Berkelouw’s Book Barn is set in a beautiful part of the world. It sells a small selection of new books, but it has a huge range of second hand and antiquarian books. If you love books and you happen to be travelling in the region, a side trip would be a great reward. I thought I’d put up a few pictures up, since the place is pretty. I’ve also put a panorama shot in the carousel at the bottom of our main page of the exterior of Berkelouws.

This picture shows the driveway into Berkelouw Book Barn, past the vineyard. The unreadable text at the bottom of the sign says that Berkelouws has been operating since 1812: this is when Soloman Berkelouw sold vellum-bound theology books at the port of Rotterdam, Holland.

The entrance to the Book Barn. This is nothing like I remember. A wider shot of this entrance currently appears in the carousel of images at the bottom of our main page.

The Berkelouw dining area in the middle of the barn. This is new since my last visit.

I like Folio Society editions, and the Book Barn has two shelves devoted to Folios either side of this fireplace. Other Folios can be found on the shelves throughout.

Here Toriaz explores the shelves. Notice the green Penguin she is holding. She was to add a number more books to this before we left.

Here I am as I peruse the Folio Society editions. I managed to resist their charm and only left with one book!

- bikerbuddy

8 February 2022

George Eliot delivery

I received another book delivery today: Romola and Daniel Deronda by George Eliot. On a whim I decided to read all of Eliot’s novels as I am reading all of Dickens (I’m currently reading Barnaby Rudge). However, I’d read a fair number of Dickens’s novels before I decided to start on that project. Somehow, I’ve never read George Eliot, not even at university. Today’s delivery means I’m waiting for only two more books: Scenes of Clerical Life and Felix Holt: The Radical (I’ve already purchased Middlemarch, Silas Marner and The Mill on the Floss a few months back). Since I want to read them in order of publication, I will have to wait until Scenes of Clerical Life arrives.

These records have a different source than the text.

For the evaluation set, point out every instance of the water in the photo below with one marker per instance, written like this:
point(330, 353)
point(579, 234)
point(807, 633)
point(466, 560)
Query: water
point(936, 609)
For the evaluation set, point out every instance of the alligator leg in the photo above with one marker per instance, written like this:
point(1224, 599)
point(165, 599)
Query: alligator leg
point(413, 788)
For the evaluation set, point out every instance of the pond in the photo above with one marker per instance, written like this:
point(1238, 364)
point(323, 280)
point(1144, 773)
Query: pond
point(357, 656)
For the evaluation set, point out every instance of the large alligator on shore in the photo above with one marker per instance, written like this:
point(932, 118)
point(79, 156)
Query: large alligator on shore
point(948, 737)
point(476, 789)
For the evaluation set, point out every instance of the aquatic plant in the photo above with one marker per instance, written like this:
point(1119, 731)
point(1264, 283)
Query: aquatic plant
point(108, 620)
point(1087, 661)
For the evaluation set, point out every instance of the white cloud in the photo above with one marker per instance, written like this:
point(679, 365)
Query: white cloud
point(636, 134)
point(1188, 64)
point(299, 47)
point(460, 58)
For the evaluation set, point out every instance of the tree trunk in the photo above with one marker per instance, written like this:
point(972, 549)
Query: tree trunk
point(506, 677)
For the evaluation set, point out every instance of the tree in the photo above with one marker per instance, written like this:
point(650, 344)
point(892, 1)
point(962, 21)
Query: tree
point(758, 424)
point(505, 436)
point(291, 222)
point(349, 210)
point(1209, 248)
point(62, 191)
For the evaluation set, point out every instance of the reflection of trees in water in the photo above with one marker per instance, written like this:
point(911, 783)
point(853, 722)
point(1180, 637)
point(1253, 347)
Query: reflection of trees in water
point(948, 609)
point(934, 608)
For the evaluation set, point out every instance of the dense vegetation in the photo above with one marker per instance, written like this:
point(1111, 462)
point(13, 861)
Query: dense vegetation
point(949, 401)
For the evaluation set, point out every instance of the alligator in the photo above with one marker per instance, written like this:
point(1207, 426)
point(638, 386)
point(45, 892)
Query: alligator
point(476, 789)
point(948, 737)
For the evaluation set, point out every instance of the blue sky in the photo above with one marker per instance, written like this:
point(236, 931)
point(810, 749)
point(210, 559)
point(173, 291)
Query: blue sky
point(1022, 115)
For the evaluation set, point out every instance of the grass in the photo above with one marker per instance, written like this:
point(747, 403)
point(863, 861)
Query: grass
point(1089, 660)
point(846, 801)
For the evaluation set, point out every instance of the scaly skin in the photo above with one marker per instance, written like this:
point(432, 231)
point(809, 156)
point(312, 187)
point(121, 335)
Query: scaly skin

The number of little reading projects I’m trying to push along is starting to get silly!

- bikerbuddy

14 February 2022

Banned Book Busters

Earlier this month I reviewed Art Spiegelman’s Maus after it was banned by the Tennessee school board. I was listening to a story about the issue of banned books in the American school curriculum this morning and heard someone speak about the efforts of a group of suburban women to try to reverse some of the bans. Through their website, Red Wine & Blue, they have tried to harness the political power of suburban women since Trump came to power in 2016. They have also created a page on their site which charts the banning of books through an interactive map that takes you to different articles about the issue in each state. The map identifies permanently banned books, books that are temporarily banned, as well as showing where bans have been requested. On a more positive note, it also shows where bans have been reversed. Click on the image below, or click here, to view the page.

- bikerbuddy

27 February 2022

The Federalist Papers Index

I finally got around to looking at the index for the Federalist Papers project this afternoon. I finished the last paper in December 2019, before any of us knew about Covid-19, and since then the index has remained blank except for a promise that I would get around to doing it.

I thought about it again last week and decided I didn’t have time for it. But that’s a situation that’s never likely to change, so I decided I just needed to find time. Part of the problem is that to do it I will have to read the Federalist Papers again. At least it will provide me an opportunity to check what I have written and amend any mistakes. Given this, the index should grow, like everything on this site, very very slowly.